Adding 80kg of purified water into a reaction kettle, stirring, adding 2.92kg of sodium hydroxide while stirring to completely dissolve the sodium hydroxide to obtain 3.6 wt% sodium hydroxide solution, adding 10.4kg of o-chlorothiophenol, and stirring at room temperature for 30 min; adding 6.66kg of chloropropanone under stirring, stirring again for reacting for 60min, standing after the reaction is finished, and layering into water layer and oil layer. Then, 21.36kg of ether was added to extract the aqueous layer, and the mixture was washed with water 3 times. The ether layer was collected by layering, combined with the oil layer and distilled under reduced pressure, ether was recovered to obtain 12.14kg of o-chlorobenzenethiol.

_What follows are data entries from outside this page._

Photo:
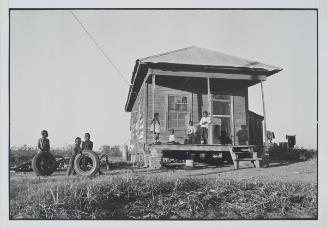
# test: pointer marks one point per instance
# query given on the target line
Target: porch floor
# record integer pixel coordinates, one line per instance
(195, 147)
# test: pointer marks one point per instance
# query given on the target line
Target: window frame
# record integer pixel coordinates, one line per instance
(186, 113)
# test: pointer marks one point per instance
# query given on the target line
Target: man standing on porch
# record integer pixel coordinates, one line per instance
(204, 124)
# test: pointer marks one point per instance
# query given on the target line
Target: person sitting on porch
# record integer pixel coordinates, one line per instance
(172, 138)
(242, 135)
(204, 124)
(155, 127)
(224, 138)
(190, 133)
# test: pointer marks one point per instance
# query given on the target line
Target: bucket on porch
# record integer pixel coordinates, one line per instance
(124, 153)
(189, 163)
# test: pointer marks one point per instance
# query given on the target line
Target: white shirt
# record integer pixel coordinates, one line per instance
(204, 122)
(171, 138)
(191, 130)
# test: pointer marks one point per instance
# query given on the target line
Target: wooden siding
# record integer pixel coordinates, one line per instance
(197, 98)
(137, 126)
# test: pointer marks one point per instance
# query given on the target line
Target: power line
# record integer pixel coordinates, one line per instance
(99, 47)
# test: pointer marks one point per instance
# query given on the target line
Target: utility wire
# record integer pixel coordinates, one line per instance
(99, 47)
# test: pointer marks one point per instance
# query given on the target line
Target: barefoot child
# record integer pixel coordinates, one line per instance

(2) Preparation of 3-methyl-7-chlorobenzo [ b ] thiophene

Adding 121.4kg of polyphosphoric acid into the reaction kettle A, stirring, adding 12.14kg of o-chlorothiophenyl acetone, heating to 120 ℃, preserving the temperature for 5 hours, and controlling the temperature to be 120-140 ℃. And adding water into the other reaction kettle B, and cooling for later use. Discharging the reaction liquid in the reaction kettle A, and slowly adding the reaction liquid into the other reaction kettle B for dilution. Adding 86.20kg of ether for extraction, standing for layering, and taking an ether layer. Washing the ether layer with water, concentrating, and distilling under reduced pressure; collecting 135-137 deg.C/10 mmHg fraction to obtain 16.72kg of 3-methyl-7-chlorobenzo [ b ] thiophene.

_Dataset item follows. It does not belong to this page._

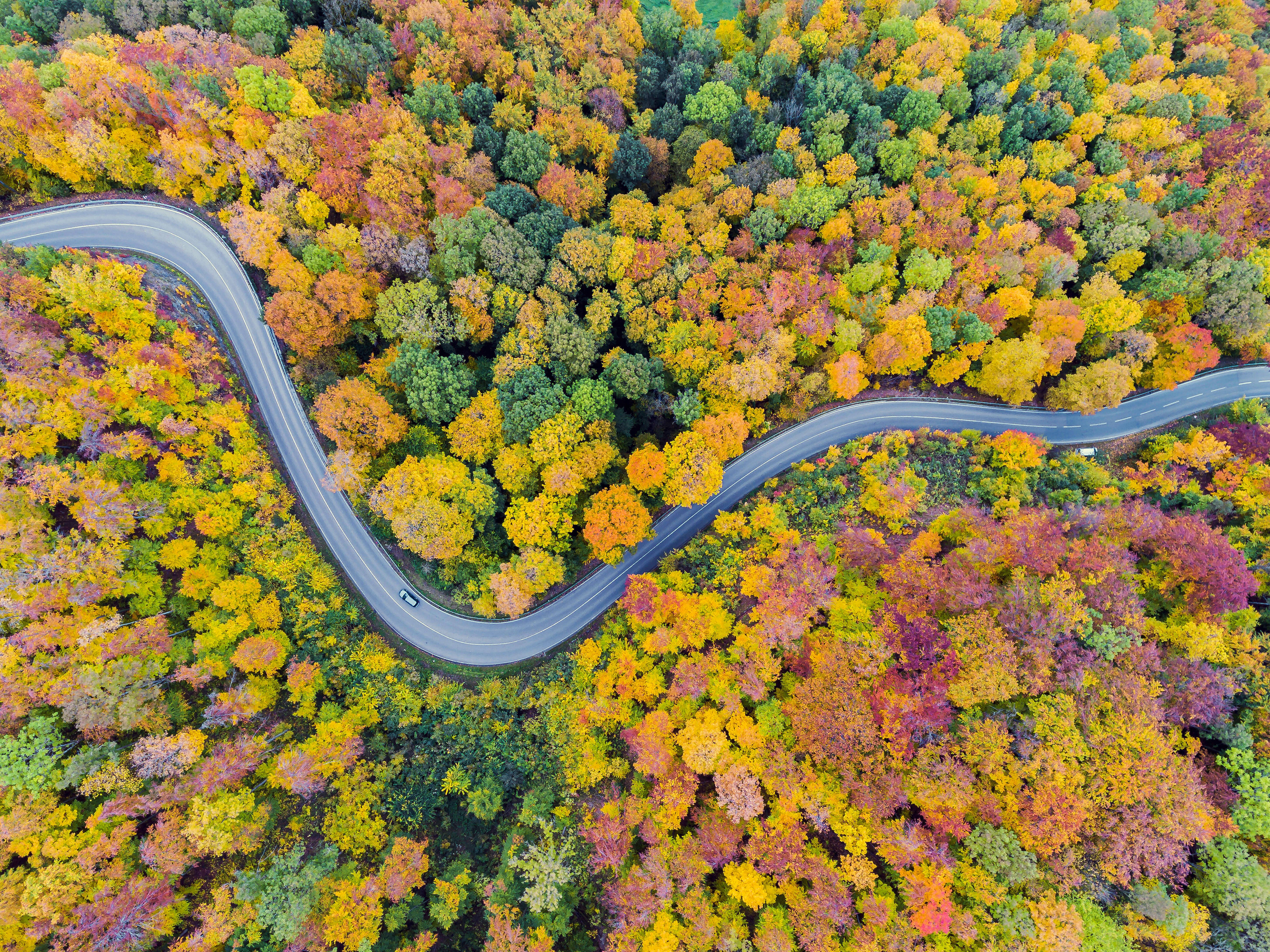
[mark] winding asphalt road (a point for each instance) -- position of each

EXAMPLE 2 examination of bromination reaction solvent

The following procedure was conducted using 3-methyl-7-chlorobenzo [ b ] thiophene prepared in example 1 as a substrate, N-bromosuccinimide (NBS) as a brominating agent, and benzoyl peroxide as an initiator to examine the preparation of 3-bromomethyl-7-chlorobenzo [ b ] thiophene in the presence of various organic solvents as reaction solvents.

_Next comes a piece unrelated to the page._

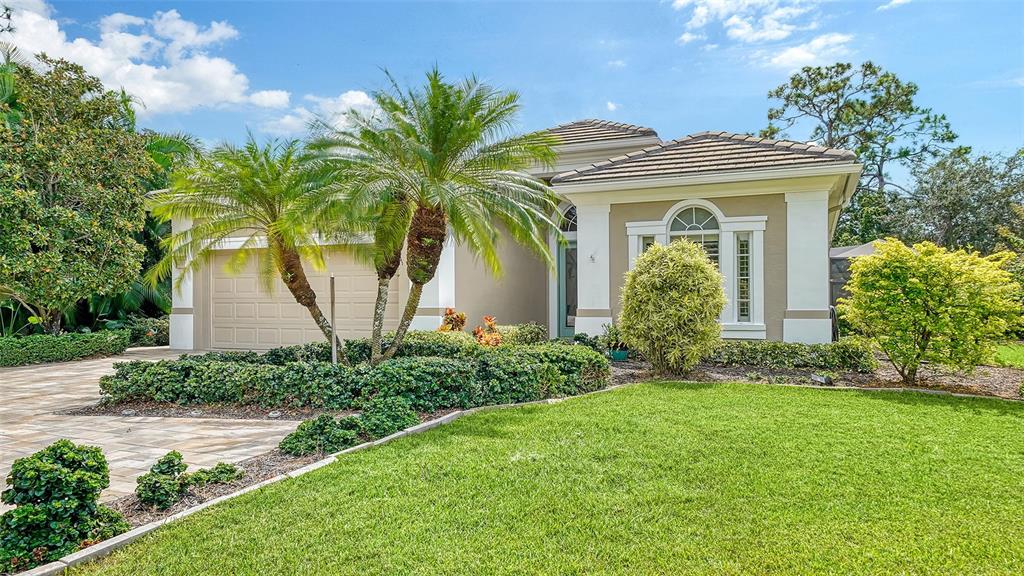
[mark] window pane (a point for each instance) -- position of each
(742, 279)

The specific preparation process is as follows:

adding solvent and 3-methyl-7-chlorobenzo [ b ] thiophene into a reaction bottle, irradiating by a 200W bulb, adding benzoyl peroxide while stirring, heating to boil, adding N-bromosuccinimide in batches, and continuously stirring for 4 hours while boiling.

The feeding proportion of the reaction is as follows:

raw materials	Feed amount	Amount of substance	Molar ratio of
				3-methyl-7-chlorobenzo [ b]Thiophene(s)	29.3g	0.16mol	1
Benzoyl peroxide	1.76g	0.0072mol	0.045
				N-bromosuccinimide	29.89g	0.168mol	1.05
Solvent(s)	230g	——	——

The screening method comprises the following steps:

after the N-bromosuccinimide is added, the organic solvent is screened in the following way:

(1) after stirring for an additional 2 hours, Thin Layer Chromatography (TLC) analysis was performed using Petroleum Ether (PE) as a developing solvent to monitor the progress of the reaction and to determine whether bromination of the substrate had occurred. If it is determined from the thin-layer chromatography analysis that the bromination reaction has not occurred, this indicates that the organic solvent cannot serve as a bromination reaction solvent.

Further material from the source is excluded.